— До нового проявления... — с трудом возвращаюсь к разговору. «Не перебить своему Стражу ночной поход...» Голос хрипнет, омаа ударяет в виски. Устанавливаю щит. Но, кажется, Ноэлии безразлично. Гораздо больше ее сейчас тревожит гнев мужа. Резкие прикосновения. Он, конечно, повелитель. Но ведь и она не служанка, чтобы требовать такое и так!
Делаю то единственное, что могу — закрываю ее ауру. Не хочу, чтобы это видел кто бы то ни было.
— Что творишь? — шипит Ивен.
— Мое право, — отзываюсь. — Нравится наблюдать?
— И не такое наблюдал, — фыркает.
Едва удерживаю собственную руку от попытки двинуть в бесстыжую морду. Знать не хочу, что он там наблюдал.
— Смотрю, осмелел в своих правах, — продолжает.
— Не все ж тебе наглеть в своих.
— Эти метки нужны императору. Не понимаешь?
— Они не нужны императрице. Я предпочел бы подождать до нового проявления шаматри или до беременности, когда можно будет точнее спрогнозировать перемены в ауре.

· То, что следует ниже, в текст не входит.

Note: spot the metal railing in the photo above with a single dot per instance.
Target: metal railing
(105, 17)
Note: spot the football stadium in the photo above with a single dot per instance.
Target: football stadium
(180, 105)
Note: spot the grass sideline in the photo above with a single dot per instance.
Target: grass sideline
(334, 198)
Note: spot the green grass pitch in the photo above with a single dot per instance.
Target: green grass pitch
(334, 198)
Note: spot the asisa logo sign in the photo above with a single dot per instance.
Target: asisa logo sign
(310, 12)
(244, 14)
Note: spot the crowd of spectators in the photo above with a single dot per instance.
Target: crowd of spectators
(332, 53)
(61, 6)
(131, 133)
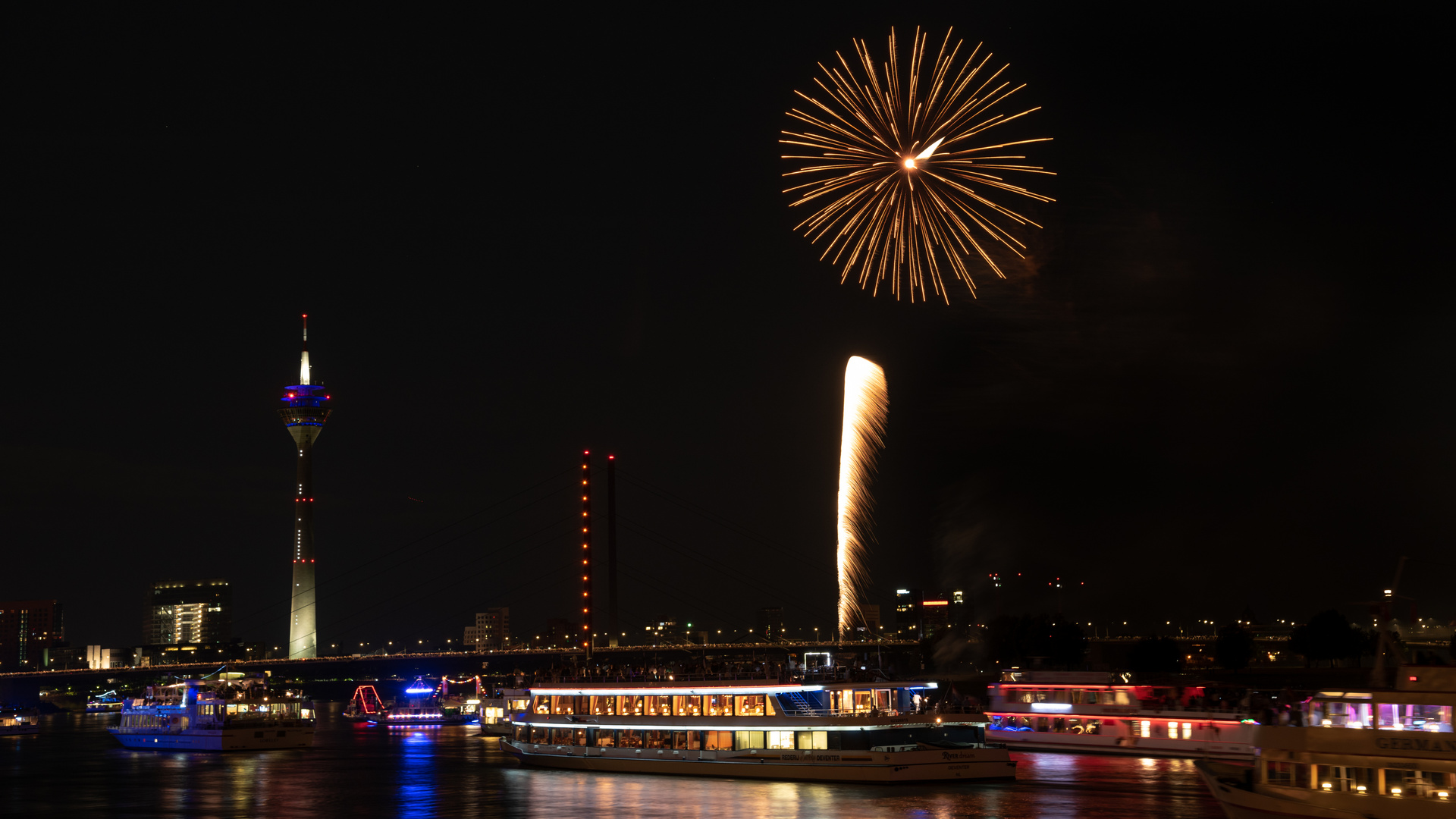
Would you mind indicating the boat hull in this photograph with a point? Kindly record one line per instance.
(1244, 803)
(226, 739)
(1126, 745)
(970, 764)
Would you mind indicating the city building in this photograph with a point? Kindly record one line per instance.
(908, 613)
(935, 614)
(98, 657)
(769, 623)
(491, 632)
(27, 630)
(187, 611)
(306, 409)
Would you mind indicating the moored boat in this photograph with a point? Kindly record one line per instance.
(1107, 713)
(1375, 754)
(851, 732)
(495, 711)
(15, 722)
(196, 714)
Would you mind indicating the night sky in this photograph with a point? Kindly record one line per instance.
(1220, 379)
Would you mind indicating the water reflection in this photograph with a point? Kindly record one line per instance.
(417, 780)
(359, 770)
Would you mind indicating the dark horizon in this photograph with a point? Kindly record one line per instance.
(1215, 384)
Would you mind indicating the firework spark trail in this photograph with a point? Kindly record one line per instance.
(867, 403)
(897, 187)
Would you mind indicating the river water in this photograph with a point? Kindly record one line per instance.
(74, 767)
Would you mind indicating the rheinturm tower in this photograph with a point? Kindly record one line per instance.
(305, 413)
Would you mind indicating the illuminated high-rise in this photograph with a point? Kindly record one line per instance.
(306, 409)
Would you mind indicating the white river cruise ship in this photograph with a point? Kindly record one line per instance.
(1365, 754)
(717, 726)
(1092, 711)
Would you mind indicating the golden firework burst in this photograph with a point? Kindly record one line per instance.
(902, 171)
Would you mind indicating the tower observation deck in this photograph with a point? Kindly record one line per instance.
(306, 409)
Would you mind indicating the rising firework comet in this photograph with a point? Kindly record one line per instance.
(867, 401)
(902, 167)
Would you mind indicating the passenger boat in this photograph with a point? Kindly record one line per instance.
(194, 714)
(18, 722)
(425, 706)
(495, 711)
(848, 732)
(104, 703)
(1034, 710)
(1376, 754)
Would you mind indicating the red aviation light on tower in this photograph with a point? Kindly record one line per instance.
(585, 550)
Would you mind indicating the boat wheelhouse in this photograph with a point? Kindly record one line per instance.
(495, 711)
(1034, 710)
(194, 714)
(1360, 754)
(19, 722)
(858, 732)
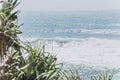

— Приказ повелителя. Сделаешь метки для самых близких — отряда императора и отряда императрицы.
— Сам делай.
— Твоя обязанность.
— У императрицы нет отряда. Еще.
— Тогда император назначит.
Смотрю на него и словно впервые вижу. Всегда казалось, личный Страж императора — какая-то невероятная высота, вызывающая едва ли не трепет с поклонением. Но сейчас... его как будто все это забавляет, доставляет странное, почти садистское удовольствие. Не могу понять. И, наверное, простить тоже. Хотя мне и не положены такие эмоции.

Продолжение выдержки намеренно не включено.